# Modified Alkyd



## midlo777 (Dec 14, 2008)

Anyone use a product called modified alkyd? I'm not sure what brand labels are out now but I used an ICI product that was an interior oil, flowed like an oil, had low odor, was hard like oil but washed out with water. I found it worked much like your better oil-enamel but could run on you in the corners of a panel door. I've been out of the field for a year but wondering who has used it and what they think.


----------



## Workaholic (Apr 17, 2007)

That is a hybrid right?


----------



## Bender (Aug 10, 2008)

I think its technically an alkyd modified acrylic.
Some BM products are modified. Hell on brushes. You need to water wash them, then final rinse in spirits.


----------



## NACE (May 16, 2008)

I believe what you are referring to is a water reduceable alkyd. Modified alkyds are solvent reduced, not water reduced. There are several types of water reduceable alkyds. Generally they are used in the "dumpster" coating business, have poor shelf life but have very good properties for application and durability. Some companies use this technology for architectural coatings.


----------



## midlo777 (Dec 14, 2008)

What I'm refering to is an interior trim enamel for residential use. I used it on repaints when customers had issues with the strong smell of oil base enamel.


----------



## plainpainter (Nov 6, 2007)

Mirrolac-speed offered by Devoe - I bought a gallon tested it on about a foot's length on my trim at home - seemed really good, used a chinex brush, I liked it. It's just that Devoe seems to have absolutely no dealers anymore - I bet you could even use flotrol for latex paints with it - for an even better open time and reduced brush marks. I just so don't really care anymore about that 'oil' trim paint look anymore. I use a good quality product from P&L, Muralo, or California - all latex based - and so far the work all looks great. I just don't really care anymore about being ultra high end anymore - the products they market these days seem to all work really well.
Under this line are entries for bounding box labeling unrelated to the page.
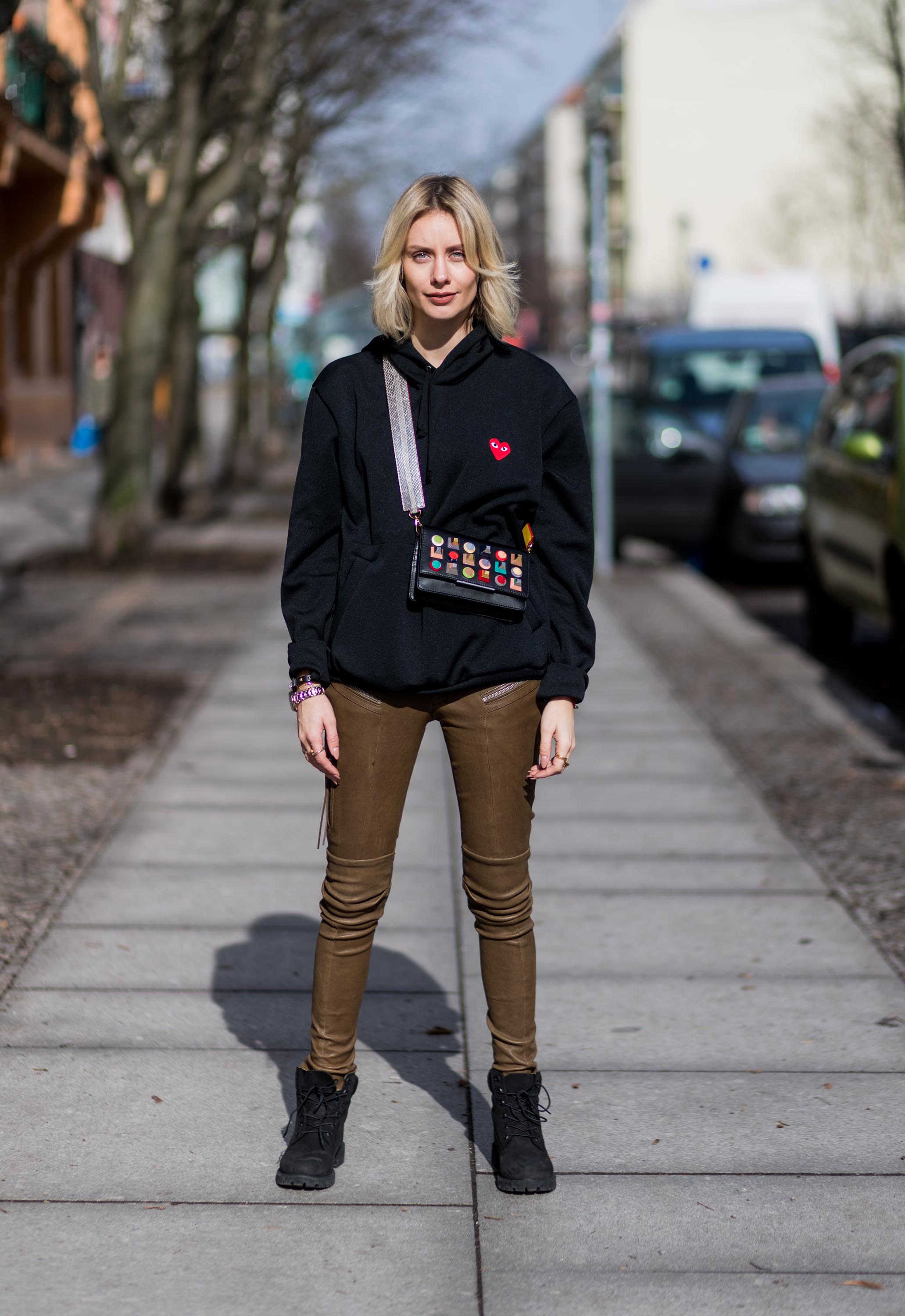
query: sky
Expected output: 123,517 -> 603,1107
334,0 -> 625,228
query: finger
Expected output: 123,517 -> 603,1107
309,749 -> 340,784
324,707 -> 340,758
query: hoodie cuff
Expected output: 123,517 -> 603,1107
537,662 -> 588,704
290,644 -> 330,690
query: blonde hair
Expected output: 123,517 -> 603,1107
368,174 -> 518,342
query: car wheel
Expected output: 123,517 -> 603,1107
804,545 -> 855,654
887,553 -> 905,669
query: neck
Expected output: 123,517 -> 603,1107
412,307 -> 472,366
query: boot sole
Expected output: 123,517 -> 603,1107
276,1142 -> 346,1188
493,1174 -> 556,1192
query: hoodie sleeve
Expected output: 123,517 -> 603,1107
531,397 -> 594,701
280,388 -> 342,686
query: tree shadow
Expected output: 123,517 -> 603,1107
212,913 -> 489,1157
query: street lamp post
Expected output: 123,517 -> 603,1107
589,130 -> 613,576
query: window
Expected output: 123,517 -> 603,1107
823,353 -> 898,451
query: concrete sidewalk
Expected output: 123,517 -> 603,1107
0,590 -> 905,1316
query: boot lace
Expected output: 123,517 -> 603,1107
496,1087 -> 550,1142
287,1087 -> 342,1148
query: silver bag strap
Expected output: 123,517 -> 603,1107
383,357 -> 424,516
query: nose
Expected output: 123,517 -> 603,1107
430,255 -> 450,288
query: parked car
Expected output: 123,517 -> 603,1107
709,375 -> 827,565
613,328 -> 821,553
688,268 -> 839,383
804,338 -> 905,654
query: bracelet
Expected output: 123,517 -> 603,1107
290,672 -> 324,709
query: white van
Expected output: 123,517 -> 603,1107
688,270 -> 839,383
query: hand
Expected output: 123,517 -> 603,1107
296,695 -> 340,786
527,699 -> 575,782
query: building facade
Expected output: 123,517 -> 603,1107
0,0 -> 103,461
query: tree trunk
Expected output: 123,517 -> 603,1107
158,254 -> 201,517
263,243 -> 288,443
93,76 -> 203,561
217,240 -> 258,490
95,226 -> 176,561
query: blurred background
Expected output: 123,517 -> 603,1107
0,0 -> 905,719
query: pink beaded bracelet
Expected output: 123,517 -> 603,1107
290,683 -> 324,709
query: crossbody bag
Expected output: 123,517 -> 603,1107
383,357 -> 534,621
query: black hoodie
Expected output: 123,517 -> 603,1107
283,328 -> 594,700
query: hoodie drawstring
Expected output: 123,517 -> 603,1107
417,366 -> 434,484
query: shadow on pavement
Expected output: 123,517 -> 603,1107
212,913 -> 489,1155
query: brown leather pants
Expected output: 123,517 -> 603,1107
303,680 -> 540,1082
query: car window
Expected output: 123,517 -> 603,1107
650,349 -> 819,408
825,354 -> 898,451
738,388 -> 823,453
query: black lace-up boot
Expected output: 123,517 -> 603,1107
486,1070 -> 556,1192
276,1070 -> 358,1188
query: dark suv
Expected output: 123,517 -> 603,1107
805,338 -> 905,651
Folks that insist on oil trim paint - I up the price 100% - I just don't like using those products anymore.


----------



## vermontpainter (Dec 24, 2007)

plainpainter said:


> I just don't really care anymore about being ultra high end anymore


Dan

I could swear I just read a post by you the other day where you were describing your marketing plan as being highly targeted specifically to the highest of high end demographics. If you intend to sell paint jobs as well as wash jobs, you better start caring about the snob factor. Believe me, if their friend/sister/neighbor/designer/architect told them that oil is best, you had best be slinging the oil. 

I am starting to really worry about you.


----------



## WisePainter (Dec 27, 2008)

I have painted in Cali. Florida and Michigan which are so overly "earth friendly" that alkyds are gone, or leaving.
Now that I am in the most overlooked boring part of America I will be using regular sweet alkyds far longer than coastal painters.
yay me!
Keep those Frankenpaints away from me and my trusting clients!!


----------



## ike322 (Dec 5, 2008)

I believe the ICI paint you are referring to is the Dulux Advanced Oil.


----------